Prêcher avec imagination prophétique

Par Gabriel Monet

Le 28 août 2010 à la faculté de Zurich avait lieu un colloque sur les rapports entre « urbanité et religiosité ». Participant à cette rencontre, j’ai eu le plaisir d’être stimulé dans ma réflexion par les nombreux intervenants sur la manière de vivre sa foi dans la ville, avec tous les défis que cela représente. L’après-midi, un atelier animé par David Frenchak et Carol Ann McGibbon a particulièrement attiré mon attention : « L’art de prêcher avec imagination prophétique ». C’est en fait le titre d’un cours entier que donnent ces professeurs de théologie à Chicago dans un Institut (appelé SCUPE) qui s’est spécialisé pour former des leaders en vue de ministères urbains. Qu’est-ce donc que prêcher avec imagination prophétique ?

D’entrée David Frenchak affirme que ce n’est pas la seule manière de prêcher mais juste un modèle parmi d’autres. Souvent, affirme-t-il, une prédication est l’affirmation d’une vérité qui est accueillie comme telle par les auditeurs. La prédication prophétique cherche une approche différente en développant la dimension dramatique, voyant presque la prédication comme une pièce de théâtre. Il s’agit presque de jouer (play a le double sens en anglais pouvant être traduit à la fois par le verbe « jouer » et par le nom « pièce de théâtre ». La prédication avec imagination prophétique s’appuie sur deux scènes qu’il convient de choisir, l’une dans la Bible, l’autre dans l’actualité. Il faudra ensuite développer ces deux scènes en quatre actes qui vont devenir quatre étapes de la prédication. Le prédicateur est à la fois l’auteur, le réalisateur, le producteur, l’acteur ! Le fait de considérer la prédication comme un « drama » donne beaucoup de liberté (le mot drama est difficilement traduisible, il évoque en tous cas une dimension tragédique).
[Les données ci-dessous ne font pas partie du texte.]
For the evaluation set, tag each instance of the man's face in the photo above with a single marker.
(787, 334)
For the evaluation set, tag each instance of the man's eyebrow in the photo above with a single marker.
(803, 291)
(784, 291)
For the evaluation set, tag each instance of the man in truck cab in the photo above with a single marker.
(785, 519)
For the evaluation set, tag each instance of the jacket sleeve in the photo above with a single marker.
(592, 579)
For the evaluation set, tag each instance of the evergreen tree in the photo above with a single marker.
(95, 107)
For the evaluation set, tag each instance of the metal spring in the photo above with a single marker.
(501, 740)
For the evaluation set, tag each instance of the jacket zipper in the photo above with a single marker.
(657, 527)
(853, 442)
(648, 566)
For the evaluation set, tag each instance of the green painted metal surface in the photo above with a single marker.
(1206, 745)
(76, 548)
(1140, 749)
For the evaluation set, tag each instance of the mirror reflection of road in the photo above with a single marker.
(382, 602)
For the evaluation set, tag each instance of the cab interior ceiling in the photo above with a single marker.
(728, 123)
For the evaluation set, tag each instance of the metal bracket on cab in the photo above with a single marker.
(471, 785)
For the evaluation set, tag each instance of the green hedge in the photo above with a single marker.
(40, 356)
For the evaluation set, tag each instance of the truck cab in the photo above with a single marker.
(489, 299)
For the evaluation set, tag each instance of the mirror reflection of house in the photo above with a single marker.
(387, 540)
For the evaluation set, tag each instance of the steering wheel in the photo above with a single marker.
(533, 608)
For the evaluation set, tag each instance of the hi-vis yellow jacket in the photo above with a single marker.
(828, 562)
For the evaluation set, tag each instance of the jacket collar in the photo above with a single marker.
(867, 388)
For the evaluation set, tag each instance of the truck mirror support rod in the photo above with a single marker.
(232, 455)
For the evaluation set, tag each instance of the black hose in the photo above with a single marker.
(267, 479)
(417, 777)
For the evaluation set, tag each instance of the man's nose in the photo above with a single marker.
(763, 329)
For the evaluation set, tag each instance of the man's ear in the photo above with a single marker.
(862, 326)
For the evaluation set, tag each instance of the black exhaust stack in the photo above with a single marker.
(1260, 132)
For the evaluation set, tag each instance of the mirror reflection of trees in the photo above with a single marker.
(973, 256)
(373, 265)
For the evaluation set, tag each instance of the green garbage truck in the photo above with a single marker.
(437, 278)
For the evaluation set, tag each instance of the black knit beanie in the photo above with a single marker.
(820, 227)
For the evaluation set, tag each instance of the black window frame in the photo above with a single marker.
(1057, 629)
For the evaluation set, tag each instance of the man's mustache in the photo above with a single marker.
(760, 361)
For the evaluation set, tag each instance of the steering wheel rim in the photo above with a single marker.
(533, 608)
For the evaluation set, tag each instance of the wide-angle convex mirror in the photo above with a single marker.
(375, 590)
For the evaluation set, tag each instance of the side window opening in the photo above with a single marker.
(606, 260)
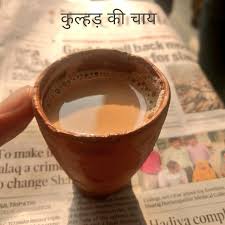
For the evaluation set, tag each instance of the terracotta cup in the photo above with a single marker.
(100, 165)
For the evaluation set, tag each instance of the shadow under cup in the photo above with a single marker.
(101, 164)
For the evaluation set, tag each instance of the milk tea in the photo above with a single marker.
(99, 107)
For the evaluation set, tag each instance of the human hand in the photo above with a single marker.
(15, 114)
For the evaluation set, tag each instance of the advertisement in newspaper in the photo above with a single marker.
(180, 183)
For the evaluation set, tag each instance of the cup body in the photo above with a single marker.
(100, 165)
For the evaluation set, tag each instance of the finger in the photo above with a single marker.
(15, 114)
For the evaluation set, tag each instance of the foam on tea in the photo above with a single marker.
(100, 103)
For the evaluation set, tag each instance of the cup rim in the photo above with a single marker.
(36, 100)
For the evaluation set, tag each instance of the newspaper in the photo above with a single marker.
(172, 187)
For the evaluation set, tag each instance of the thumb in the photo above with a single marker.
(15, 114)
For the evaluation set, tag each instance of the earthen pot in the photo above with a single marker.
(100, 165)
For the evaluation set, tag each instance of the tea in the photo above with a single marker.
(99, 107)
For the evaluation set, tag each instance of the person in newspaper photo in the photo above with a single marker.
(172, 175)
(15, 114)
(149, 171)
(179, 153)
(197, 151)
(203, 171)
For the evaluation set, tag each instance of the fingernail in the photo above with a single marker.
(16, 100)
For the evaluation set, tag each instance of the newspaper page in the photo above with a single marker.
(181, 182)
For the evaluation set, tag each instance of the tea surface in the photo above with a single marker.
(99, 107)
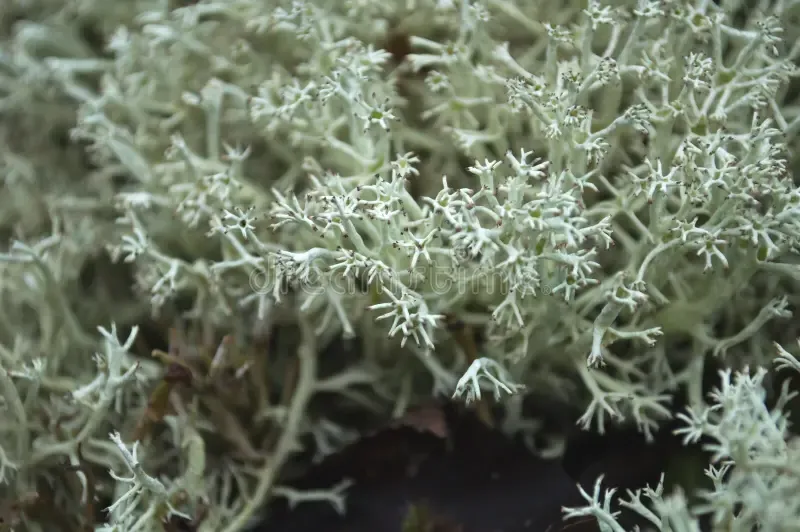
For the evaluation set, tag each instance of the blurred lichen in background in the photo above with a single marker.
(215, 213)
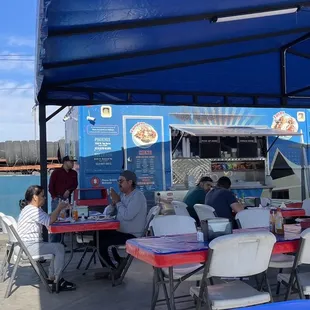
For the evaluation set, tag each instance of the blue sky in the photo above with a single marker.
(17, 37)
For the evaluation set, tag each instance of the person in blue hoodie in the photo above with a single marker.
(197, 195)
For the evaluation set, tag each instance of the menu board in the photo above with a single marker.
(144, 150)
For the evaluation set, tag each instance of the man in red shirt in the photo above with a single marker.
(63, 182)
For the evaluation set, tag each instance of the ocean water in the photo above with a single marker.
(12, 189)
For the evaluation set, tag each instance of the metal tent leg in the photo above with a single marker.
(43, 159)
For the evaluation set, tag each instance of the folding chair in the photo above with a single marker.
(19, 249)
(256, 218)
(302, 280)
(180, 208)
(6, 260)
(249, 255)
(88, 241)
(204, 211)
(154, 211)
(174, 225)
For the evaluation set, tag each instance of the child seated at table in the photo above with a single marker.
(29, 228)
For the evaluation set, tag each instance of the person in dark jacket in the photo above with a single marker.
(197, 195)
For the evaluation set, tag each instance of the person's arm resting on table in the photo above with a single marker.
(129, 212)
(234, 204)
(51, 186)
(54, 215)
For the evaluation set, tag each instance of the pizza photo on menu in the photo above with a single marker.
(284, 121)
(144, 135)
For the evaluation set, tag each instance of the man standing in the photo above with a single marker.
(63, 182)
(223, 200)
(131, 210)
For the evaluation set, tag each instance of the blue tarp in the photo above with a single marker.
(173, 52)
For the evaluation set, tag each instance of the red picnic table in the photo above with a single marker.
(170, 251)
(85, 226)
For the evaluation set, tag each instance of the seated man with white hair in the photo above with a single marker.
(130, 208)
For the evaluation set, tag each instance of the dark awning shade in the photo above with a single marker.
(209, 53)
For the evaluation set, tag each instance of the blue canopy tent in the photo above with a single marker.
(170, 52)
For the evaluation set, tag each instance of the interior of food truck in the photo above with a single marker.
(239, 152)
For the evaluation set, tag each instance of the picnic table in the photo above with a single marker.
(170, 251)
(61, 227)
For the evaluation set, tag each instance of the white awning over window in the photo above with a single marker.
(232, 131)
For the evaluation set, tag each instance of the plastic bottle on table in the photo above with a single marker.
(272, 222)
(75, 214)
(279, 223)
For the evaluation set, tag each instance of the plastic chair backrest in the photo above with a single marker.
(253, 218)
(13, 221)
(306, 206)
(173, 225)
(204, 211)
(249, 254)
(180, 208)
(8, 224)
(265, 201)
(304, 250)
(14, 238)
(154, 211)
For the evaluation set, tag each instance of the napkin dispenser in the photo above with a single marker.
(215, 227)
(83, 210)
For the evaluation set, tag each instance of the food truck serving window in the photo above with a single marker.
(232, 131)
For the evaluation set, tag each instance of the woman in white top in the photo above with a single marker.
(30, 222)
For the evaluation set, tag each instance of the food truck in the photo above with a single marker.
(263, 151)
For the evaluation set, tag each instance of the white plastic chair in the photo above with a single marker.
(176, 225)
(249, 255)
(253, 218)
(265, 201)
(19, 249)
(256, 218)
(8, 246)
(180, 208)
(306, 206)
(204, 211)
(301, 279)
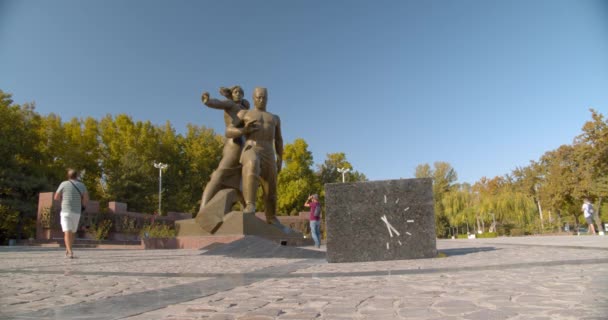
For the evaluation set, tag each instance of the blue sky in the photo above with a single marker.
(484, 85)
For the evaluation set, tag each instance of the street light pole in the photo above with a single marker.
(343, 171)
(160, 166)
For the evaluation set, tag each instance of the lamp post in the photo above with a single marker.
(343, 171)
(160, 166)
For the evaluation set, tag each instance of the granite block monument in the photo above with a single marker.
(380, 220)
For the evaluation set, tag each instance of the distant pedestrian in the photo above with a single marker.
(74, 197)
(588, 213)
(315, 218)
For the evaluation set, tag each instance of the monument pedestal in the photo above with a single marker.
(235, 225)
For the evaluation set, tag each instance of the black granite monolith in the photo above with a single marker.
(380, 220)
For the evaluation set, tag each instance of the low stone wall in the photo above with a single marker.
(126, 225)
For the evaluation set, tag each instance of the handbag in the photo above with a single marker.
(82, 207)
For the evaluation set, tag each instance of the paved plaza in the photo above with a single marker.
(563, 277)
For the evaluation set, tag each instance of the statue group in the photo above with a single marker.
(253, 150)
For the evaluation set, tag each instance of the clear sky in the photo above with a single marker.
(484, 85)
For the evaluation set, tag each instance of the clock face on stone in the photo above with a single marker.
(380, 220)
(396, 237)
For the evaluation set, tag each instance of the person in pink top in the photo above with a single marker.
(315, 218)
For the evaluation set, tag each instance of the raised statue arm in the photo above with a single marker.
(217, 104)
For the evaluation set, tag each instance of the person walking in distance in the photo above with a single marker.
(74, 197)
(588, 213)
(315, 218)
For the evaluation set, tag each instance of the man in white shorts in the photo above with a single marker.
(74, 197)
(588, 213)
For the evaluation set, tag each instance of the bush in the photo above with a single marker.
(487, 235)
(157, 230)
(102, 229)
(515, 232)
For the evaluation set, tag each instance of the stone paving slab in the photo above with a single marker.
(504, 278)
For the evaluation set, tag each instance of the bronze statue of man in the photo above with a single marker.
(262, 132)
(228, 172)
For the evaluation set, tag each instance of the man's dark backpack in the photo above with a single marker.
(82, 207)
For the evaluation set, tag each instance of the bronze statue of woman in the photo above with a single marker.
(228, 172)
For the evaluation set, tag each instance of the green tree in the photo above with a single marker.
(201, 154)
(128, 150)
(296, 180)
(328, 171)
(444, 177)
(22, 174)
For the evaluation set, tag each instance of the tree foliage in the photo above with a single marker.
(537, 198)
(116, 156)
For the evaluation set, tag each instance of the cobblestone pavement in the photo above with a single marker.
(505, 278)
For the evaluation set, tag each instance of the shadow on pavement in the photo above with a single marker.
(463, 251)
(256, 247)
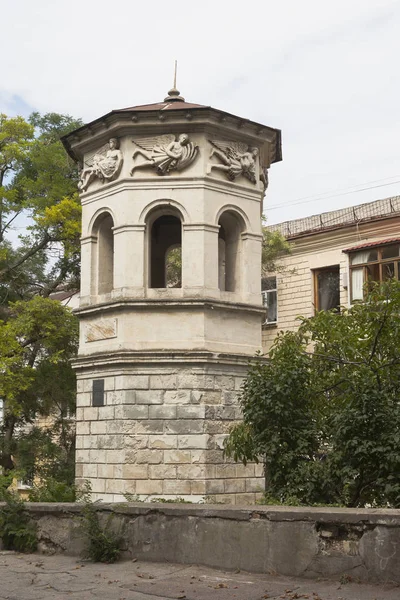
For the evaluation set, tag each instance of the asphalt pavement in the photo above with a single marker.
(39, 577)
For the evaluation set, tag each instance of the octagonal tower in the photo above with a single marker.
(171, 306)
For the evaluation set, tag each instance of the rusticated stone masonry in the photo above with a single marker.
(160, 434)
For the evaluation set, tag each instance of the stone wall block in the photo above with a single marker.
(84, 399)
(90, 414)
(226, 413)
(162, 472)
(198, 442)
(229, 398)
(191, 412)
(151, 457)
(115, 456)
(130, 397)
(195, 381)
(98, 486)
(135, 471)
(185, 426)
(82, 428)
(224, 382)
(216, 442)
(115, 397)
(219, 426)
(234, 486)
(198, 456)
(149, 486)
(133, 412)
(105, 471)
(191, 472)
(214, 397)
(177, 397)
(177, 457)
(98, 427)
(225, 471)
(110, 442)
(254, 485)
(89, 471)
(245, 471)
(105, 412)
(198, 487)
(176, 487)
(132, 382)
(149, 426)
(163, 412)
(215, 486)
(164, 382)
(137, 442)
(109, 384)
(82, 456)
(239, 382)
(163, 442)
(97, 456)
(150, 396)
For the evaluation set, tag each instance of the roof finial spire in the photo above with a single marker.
(174, 93)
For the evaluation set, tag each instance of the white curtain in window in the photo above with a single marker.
(360, 258)
(357, 283)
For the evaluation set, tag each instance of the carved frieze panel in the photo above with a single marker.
(164, 153)
(236, 158)
(101, 330)
(104, 164)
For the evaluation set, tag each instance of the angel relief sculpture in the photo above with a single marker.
(105, 164)
(165, 153)
(236, 158)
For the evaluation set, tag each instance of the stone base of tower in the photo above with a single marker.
(161, 429)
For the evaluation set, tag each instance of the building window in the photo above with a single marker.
(327, 288)
(166, 252)
(98, 392)
(269, 293)
(230, 252)
(373, 264)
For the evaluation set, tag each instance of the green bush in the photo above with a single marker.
(323, 414)
(103, 545)
(17, 531)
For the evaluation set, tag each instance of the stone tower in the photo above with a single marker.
(164, 346)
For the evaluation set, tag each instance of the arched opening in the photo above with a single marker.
(229, 252)
(165, 252)
(173, 267)
(103, 267)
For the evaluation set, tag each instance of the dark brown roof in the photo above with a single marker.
(164, 106)
(373, 244)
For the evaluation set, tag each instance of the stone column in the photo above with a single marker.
(129, 260)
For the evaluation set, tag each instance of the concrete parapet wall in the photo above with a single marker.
(310, 542)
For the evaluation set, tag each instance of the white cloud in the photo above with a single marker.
(325, 73)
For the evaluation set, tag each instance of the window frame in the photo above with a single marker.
(315, 273)
(265, 295)
(380, 262)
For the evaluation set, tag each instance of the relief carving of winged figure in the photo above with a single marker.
(165, 153)
(105, 164)
(236, 158)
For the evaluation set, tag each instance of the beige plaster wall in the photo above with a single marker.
(296, 284)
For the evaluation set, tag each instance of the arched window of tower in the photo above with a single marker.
(166, 252)
(230, 251)
(103, 255)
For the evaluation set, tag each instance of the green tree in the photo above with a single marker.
(37, 343)
(38, 337)
(38, 181)
(323, 413)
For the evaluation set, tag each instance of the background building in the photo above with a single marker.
(333, 255)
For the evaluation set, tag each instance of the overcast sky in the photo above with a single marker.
(325, 73)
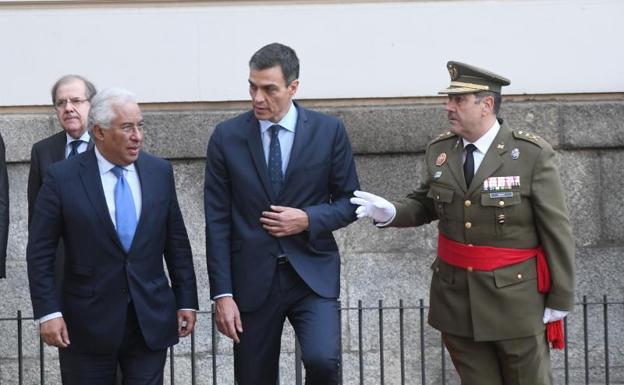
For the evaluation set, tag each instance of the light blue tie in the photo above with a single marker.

C’est d’ailleurs parce que la vie est un « drama » dans lequel on fait des choix, bons ou mauvais, que nos prédications peuvent avoir cette même approche. D’ailleurs, on ne sait pas où vont les gens dans leurs têtes quand on prêche. Or, le « drama » active leur imagination : le but est que les gens « décollent », et qu’étant stimulés, ils laissent le Saint-Esprit agir dans leurs vies. C’est en effet pour David Fenchak inhérent à sa définition de la prédication : « Prêcher est un acte d’adoration qui glorifie Dieu au travers de la proclamation de l’Evangile et qui prépare les cœurs, les esprits et les corps des adorateurs pour la venue du Saint-Esprit ».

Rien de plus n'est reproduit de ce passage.